El rally se extendió por toda Asia, con el KOSPI de Corea del Sur subiendo alrededor de un 4% después de desplomarse un 10% en la sesión anterior — su mayor caída en un solo día desde marzo. Samsung Electronics se disparó un 10% ante un informe de que podría anunciar un programa de recompra de acciones por 90 billones de wones (58.600 millones de dólares), mientras que SK Hynix saltó un 11% ante la especulación de que su posible cotización en el Nasdaq podría desencadenar una revalorización de las valoraciones de los chips de memoria. El Taiex de Taiwán también avanzó, siguiendo el rebote regional.
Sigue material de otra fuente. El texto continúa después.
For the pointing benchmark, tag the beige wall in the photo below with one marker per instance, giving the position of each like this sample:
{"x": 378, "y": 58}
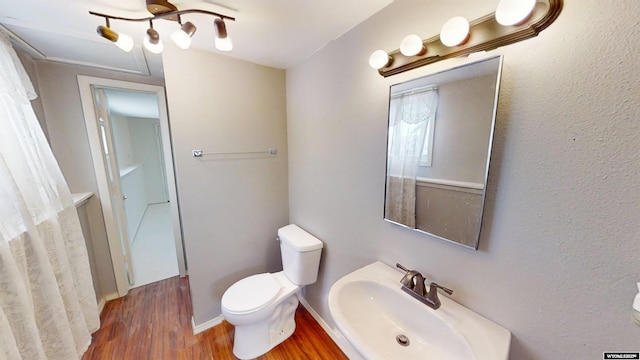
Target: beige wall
{"x": 232, "y": 206}
{"x": 558, "y": 257}
{"x": 58, "y": 90}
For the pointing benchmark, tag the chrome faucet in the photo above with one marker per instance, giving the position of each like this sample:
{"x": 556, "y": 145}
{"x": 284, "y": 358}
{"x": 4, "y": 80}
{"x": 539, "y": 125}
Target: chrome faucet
{"x": 413, "y": 284}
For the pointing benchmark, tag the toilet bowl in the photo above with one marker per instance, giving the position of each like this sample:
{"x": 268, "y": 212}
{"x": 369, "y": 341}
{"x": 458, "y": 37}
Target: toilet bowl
{"x": 262, "y": 306}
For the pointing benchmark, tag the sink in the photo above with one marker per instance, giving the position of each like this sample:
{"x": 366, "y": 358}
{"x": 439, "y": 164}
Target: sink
{"x": 383, "y": 322}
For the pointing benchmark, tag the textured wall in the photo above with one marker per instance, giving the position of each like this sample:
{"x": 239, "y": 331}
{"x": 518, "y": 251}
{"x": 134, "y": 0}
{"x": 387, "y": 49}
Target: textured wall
{"x": 558, "y": 257}
{"x": 232, "y": 206}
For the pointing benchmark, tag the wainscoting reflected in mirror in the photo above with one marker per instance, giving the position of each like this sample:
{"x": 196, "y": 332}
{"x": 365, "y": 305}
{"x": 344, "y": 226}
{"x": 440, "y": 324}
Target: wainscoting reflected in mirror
{"x": 439, "y": 147}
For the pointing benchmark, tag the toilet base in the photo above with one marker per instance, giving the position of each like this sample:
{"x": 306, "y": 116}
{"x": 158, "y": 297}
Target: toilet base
{"x": 253, "y": 340}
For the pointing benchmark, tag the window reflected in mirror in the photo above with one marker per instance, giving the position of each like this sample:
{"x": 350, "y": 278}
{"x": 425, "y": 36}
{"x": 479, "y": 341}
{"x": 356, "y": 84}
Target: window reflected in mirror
{"x": 439, "y": 145}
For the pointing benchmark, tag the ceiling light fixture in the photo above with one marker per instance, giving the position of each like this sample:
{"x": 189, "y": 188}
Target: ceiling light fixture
{"x": 162, "y": 9}
{"x": 152, "y": 40}
{"x": 123, "y": 41}
{"x": 182, "y": 36}
{"x": 223, "y": 41}
{"x": 513, "y": 21}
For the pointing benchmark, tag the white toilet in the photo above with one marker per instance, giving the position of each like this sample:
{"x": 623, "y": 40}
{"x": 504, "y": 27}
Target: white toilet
{"x": 262, "y": 306}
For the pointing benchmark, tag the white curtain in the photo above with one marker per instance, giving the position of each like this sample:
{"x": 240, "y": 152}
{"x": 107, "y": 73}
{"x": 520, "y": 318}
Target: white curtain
{"x": 410, "y": 115}
{"x": 48, "y": 306}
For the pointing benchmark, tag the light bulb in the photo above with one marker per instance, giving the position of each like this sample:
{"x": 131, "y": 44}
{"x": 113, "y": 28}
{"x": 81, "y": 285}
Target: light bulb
{"x": 514, "y": 12}
{"x": 412, "y": 45}
{"x": 124, "y": 42}
{"x": 379, "y": 59}
{"x": 455, "y": 31}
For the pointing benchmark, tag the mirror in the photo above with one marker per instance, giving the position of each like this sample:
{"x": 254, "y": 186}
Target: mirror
{"x": 438, "y": 150}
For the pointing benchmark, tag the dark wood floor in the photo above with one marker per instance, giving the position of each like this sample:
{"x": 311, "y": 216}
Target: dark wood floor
{"x": 154, "y": 322}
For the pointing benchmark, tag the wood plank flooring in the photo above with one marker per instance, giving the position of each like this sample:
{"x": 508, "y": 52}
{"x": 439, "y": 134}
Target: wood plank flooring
{"x": 154, "y": 322}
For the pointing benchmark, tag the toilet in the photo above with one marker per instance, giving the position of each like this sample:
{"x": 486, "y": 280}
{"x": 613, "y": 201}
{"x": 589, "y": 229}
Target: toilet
{"x": 262, "y": 306}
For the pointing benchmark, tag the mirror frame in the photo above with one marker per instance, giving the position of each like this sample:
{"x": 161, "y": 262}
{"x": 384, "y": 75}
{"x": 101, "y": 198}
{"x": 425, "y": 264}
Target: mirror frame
{"x": 498, "y": 73}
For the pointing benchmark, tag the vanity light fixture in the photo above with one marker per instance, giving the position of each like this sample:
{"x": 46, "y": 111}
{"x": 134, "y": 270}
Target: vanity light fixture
{"x": 380, "y": 59}
{"x": 162, "y": 9}
{"x": 455, "y": 31}
{"x": 412, "y": 46}
{"x": 513, "y": 21}
{"x": 513, "y": 12}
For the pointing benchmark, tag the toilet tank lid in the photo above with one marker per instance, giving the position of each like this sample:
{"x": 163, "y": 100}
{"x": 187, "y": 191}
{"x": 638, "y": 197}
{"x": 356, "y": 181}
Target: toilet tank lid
{"x": 298, "y": 238}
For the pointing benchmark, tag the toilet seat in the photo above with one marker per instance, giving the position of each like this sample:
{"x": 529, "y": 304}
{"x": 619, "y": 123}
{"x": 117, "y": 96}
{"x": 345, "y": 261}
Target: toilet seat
{"x": 251, "y": 293}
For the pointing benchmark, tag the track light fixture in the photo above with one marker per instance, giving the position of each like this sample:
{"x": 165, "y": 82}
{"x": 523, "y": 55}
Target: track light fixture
{"x": 162, "y": 9}
{"x": 123, "y": 41}
{"x": 182, "y": 36}
{"x": 513, "y": 21}
{"x": 223, "y": 41}
{"x": 152, "y": 40}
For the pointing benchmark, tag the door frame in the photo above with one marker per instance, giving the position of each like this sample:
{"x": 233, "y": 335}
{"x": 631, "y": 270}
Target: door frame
{"x": 85, "y": 84}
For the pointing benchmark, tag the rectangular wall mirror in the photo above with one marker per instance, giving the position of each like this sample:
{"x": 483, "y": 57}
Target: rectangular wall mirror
{"x": 438, "y": 150}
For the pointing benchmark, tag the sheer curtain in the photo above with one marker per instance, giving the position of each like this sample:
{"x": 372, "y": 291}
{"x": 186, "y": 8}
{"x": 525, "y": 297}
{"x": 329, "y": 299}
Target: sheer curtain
{"x": 410, "y": 115}
{"x": 47, "y": 303}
Los inversores extranjeros regresaron a las acciones japonesas la semana pasada, comprando un neto de 479.400 millones de yenes (2.960 millones de dólares) — su primera compra neta desde mayo — según datos del Ministerio de Finanzas. Las compras fueron impulsadas por los rallies de las acciones de IA y el acuerdo de alto el fuego entre EE. UU. e Irán que redujo las primas de riesgo geopolítico.
El movimiento sitúa al Nikkei a tiro de piedra de su récord, pero persisten los vientos en contra. El índice del dólar subió a un máximo de 13 meses por encima de 101, ya que las apuestas de subida de tipos de la Fed se intensificaron, y los mercados descuentan un 37% de probabilidad de una subida en julio y un 70% para septiembre, según datos de CME FedWatch. Un yen más fuerte — el USDJPY cayó a un mínimo de 40 años por el alza de los tipos de interés japoneses — podría presionar los beneficios de los sectores exportadores. El oro extendió su racha de pérdidas hasta mínimos de dos semanas cerca de los 4.088 dólares debido al fortalecimiento del dólar, mientras que el crudo Brent cayó a 76,11 dólares por barril al reanudarse el tráfico de petroleros a través del estrecho de Ormuz tras la tregua entre EE. UU. e Irán.
Para el Nikkei, la cuestión clave es si el impulso puede llevarlo más allá del récord de 72.781 puntos. El índice cotiza ahora en niveles que reflejan expectativas elevadas para el gasto de capital relacionado con la IA, con Corea del Sur y Taiwán también cotizando muy por encima de sus valoraciones medias de cinco años. Cualquier moderación en el gasto en IA o en la fijación de precios de las memorias podría desencadenar una corrección. Aun así, la amplitud del rally de los chips, la magnitud de las entradas de capital extranjero y la mejora de las condiciones geopolíticas sugieren que el camino de menor resistencia sigue siendo alcista a corto plazo.